El Segundo Triunvirato constituido en el año 43 a. C. integrado por el hijo adoptivo de Julio César, Octavio, el antiguo lugarteniente de César, Marco Antonio, y el banquero Lépido, no tardó en tener problemas entre sus miembros. Lépido falleció, y Marco Antonio se instaló en Egipto, viviendo suntuosamente junto a la reina Cleopatra.
En contraposición, Octavio se mantuvo en Occidente llevando una vida de imagen intachable. Dado a conocer el testamento secreto de Marco Antonio, que pretendía trasladar la capital del imperio desde Roma hacia Alejandría, y que los hijos nacidos de su unión con Cleopatra serían sus herederos, los recelos hacia él se acentuaron. Los romanos nunca mostraron simpatía por los orientales, y la campaña difamatoria hacia Cleopatra, motivaron que las ciudades italianas peticionaran a Octavio que se enfrentara a Antonio y a Cleopatra.
Octavio preparó un ejército, junto a su amigo de la infancia y compañero de armas, Agripa, quienes cruzaron el mar Adriático para que la guerra se realizara fuera de Italia. Marco Antonio estaba con su gente debilitada, hambrienta y enferma. La idea de sus generales era enfrentar por tierra a las fuerzas rivales, por el norte, mientras Cleopatra aconsejaba una guerra en el mar. El enfrentamiento con Marco Antonio, se produjo en Actium, sobre el mar Jónico, en una región de la Grecia centro-occidental, llamada Acarnania, el 2 de septiembre del año 31 a. C.

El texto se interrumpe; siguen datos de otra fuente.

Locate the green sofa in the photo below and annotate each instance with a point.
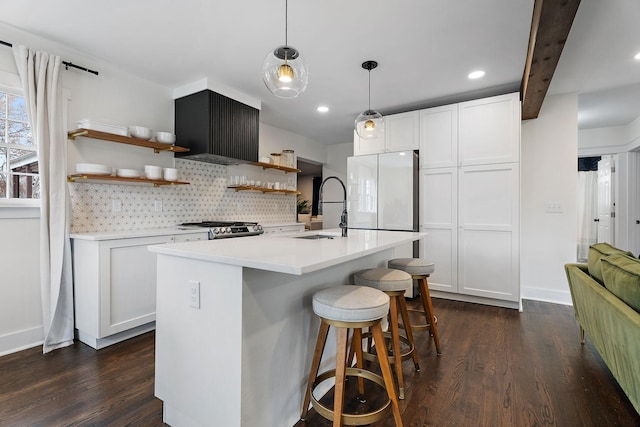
(606, 301)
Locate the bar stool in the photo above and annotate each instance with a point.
(393, 283)
(350, 307)
(420, 270)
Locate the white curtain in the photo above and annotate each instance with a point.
(42, 86)
(587, 212)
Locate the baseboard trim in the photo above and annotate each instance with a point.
(475, 299)
(99, 343)
(547, 295)
(21, 340)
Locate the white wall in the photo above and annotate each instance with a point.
(274, 140)
(305, 187)
(20, 308)
(336, 165)
(549, 174)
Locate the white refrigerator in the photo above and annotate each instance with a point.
(382, 194)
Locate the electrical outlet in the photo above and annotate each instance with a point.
(194, 294)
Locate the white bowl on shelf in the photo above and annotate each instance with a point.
(165, 137)
(140, 132)
(102, 127)
(93, 169)
(170, 174)
(128, 173)
(153, 172)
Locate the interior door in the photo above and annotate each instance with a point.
(606, 215)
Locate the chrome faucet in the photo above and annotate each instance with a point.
(343, 217)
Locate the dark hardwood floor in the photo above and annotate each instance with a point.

Marco Antonio iba al frente de tres escuadras, con 220 galeras, reuniendo dos mil arqueros y veinte mil legionarios. Una cuarta escuadra al mando de Cleopatra, se quedó en la retaguardia, con barcos mercantes y cuantiosos tesoros.
Después de una tempestad, finalmente avanzó Marco Antonio aprovechando el favor de los vientos sobre las velas de sus naves. Marco Antonio iba a la
derecha, estando sus naves a cargo del cónsul Cayo Sosio, aunque el movimiento se inició por la izquierda. Las embarcaciones de Agripa eran más chicas, por lo tanto más rápidas, y mejor equipadas, lo que le adjudicaron el triunfo.
Las fuerzas de Cleopatra emprendieron la huida, entre las naves enemigas, que al ser visualizadas debieron soportar un violento ataque en las que se incluyó el uso de fuego griego. Marco Antonio iba detrás. Sin sus jefes, la lucha continuó hasta la hora 16 en que se produjo la rendición de las fuerzas del triunviro oriental.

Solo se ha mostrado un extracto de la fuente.